The “Items with unique permissions” report helps you identify SharePoint files and folders with non-inherited permissions. Permission inheritance is broken when one of the following occurs:
- Direct access: permissions are granted by explicitly adding users or groups via their email addresses.
- Link-based access: sharing links are provided to internal or external recipients.
The report can be used to see who has access, how it was granted, and manage or revoke these permissions for individual users, groups, or external accounts.
Example: responding to data leakage
If any high-risk sites are identified in the “Sharing risk heatmaps” of the “Activity and storage dashboard”, the following steps can be taken:
- Click on the high-risk sites in the heatmap to open the filtered “SharePoint Site Drilldowns" report.
- Review who has direct access or access through sharing links.
- Remove sharing links or revoke direct access as needed to secure the content.
How to access and use the report
In CoreView, go to “Reports > SharePoint > Items with unique permissions” in the left menu.
The report lists all files and folders with broken inheritance, along with details such as content type, creator, last modified date, site URL, and other selectable fields. Use the “Columns” dropdown to select properties.
Understanding content type and base name
The report includes the following properties:
- Content type: indicates the item’s type name as text, including any custom content type when applicable.
- Base name: shows whether the item is a file or a folder, even when the item uses a custom content type.
By default, files use the “Document” content type and folders use “Folder”, but SharePoint environments can also include custom content types derived from these base types. Because of this, the “Content type” column may display a custom name instead of only “Document” or “Folder”.

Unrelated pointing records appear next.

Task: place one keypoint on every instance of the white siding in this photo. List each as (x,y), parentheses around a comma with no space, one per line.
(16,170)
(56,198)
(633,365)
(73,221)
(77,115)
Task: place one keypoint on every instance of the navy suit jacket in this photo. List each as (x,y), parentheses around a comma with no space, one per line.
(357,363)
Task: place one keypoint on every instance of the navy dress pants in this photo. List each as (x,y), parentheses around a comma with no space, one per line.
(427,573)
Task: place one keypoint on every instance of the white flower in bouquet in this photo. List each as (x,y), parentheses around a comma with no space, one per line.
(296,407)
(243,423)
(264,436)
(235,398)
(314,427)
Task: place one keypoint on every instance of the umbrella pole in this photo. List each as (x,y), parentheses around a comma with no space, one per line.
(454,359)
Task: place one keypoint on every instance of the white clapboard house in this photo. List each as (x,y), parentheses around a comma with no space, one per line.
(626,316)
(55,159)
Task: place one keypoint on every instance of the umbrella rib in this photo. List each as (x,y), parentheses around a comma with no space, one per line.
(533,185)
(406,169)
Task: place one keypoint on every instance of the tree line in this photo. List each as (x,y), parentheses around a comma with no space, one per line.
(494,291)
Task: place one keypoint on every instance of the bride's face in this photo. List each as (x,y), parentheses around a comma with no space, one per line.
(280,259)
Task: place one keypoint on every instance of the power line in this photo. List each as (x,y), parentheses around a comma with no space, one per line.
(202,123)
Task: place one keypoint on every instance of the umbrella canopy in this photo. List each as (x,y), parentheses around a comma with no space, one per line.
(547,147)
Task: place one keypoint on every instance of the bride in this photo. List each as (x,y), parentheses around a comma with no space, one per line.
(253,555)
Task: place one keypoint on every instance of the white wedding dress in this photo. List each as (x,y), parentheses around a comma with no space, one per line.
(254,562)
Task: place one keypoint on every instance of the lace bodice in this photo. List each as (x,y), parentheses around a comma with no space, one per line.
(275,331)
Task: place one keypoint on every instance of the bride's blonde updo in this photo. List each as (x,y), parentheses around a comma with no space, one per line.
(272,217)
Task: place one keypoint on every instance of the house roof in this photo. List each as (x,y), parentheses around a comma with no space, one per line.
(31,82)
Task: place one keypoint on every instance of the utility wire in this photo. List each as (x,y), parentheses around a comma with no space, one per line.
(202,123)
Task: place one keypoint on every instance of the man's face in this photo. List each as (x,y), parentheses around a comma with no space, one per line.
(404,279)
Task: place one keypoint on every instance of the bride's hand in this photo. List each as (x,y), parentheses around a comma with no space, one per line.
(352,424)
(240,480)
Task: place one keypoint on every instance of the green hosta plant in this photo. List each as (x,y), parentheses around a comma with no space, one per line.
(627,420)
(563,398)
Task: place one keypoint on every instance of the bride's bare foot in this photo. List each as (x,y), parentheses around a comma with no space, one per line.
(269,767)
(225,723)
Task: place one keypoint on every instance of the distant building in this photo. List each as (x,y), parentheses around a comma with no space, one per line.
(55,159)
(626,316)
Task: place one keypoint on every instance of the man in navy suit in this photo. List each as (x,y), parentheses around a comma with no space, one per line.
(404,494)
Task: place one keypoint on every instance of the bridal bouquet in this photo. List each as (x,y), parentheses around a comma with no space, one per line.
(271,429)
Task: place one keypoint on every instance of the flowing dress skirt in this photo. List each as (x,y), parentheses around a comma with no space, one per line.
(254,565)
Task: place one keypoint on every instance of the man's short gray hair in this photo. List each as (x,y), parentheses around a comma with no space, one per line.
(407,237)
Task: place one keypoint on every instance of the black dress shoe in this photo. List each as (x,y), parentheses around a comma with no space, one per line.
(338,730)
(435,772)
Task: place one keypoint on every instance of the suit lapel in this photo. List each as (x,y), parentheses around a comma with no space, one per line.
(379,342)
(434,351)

Displaying access and sharing counters
The following columns help explain the access and sharing footprint for each item. All columns can be filtered and sorted, and some provide clickable data for drill-downs.
- People with permissions: number of individual users who have permissions on the item (inherited and unique).
- Groups with permissions: number of distinct groups that have permissions on the item (inherited and unique).
-
Sharing links (clickable): total number of sharing links for the item. Shows 0 when no sharing links exist.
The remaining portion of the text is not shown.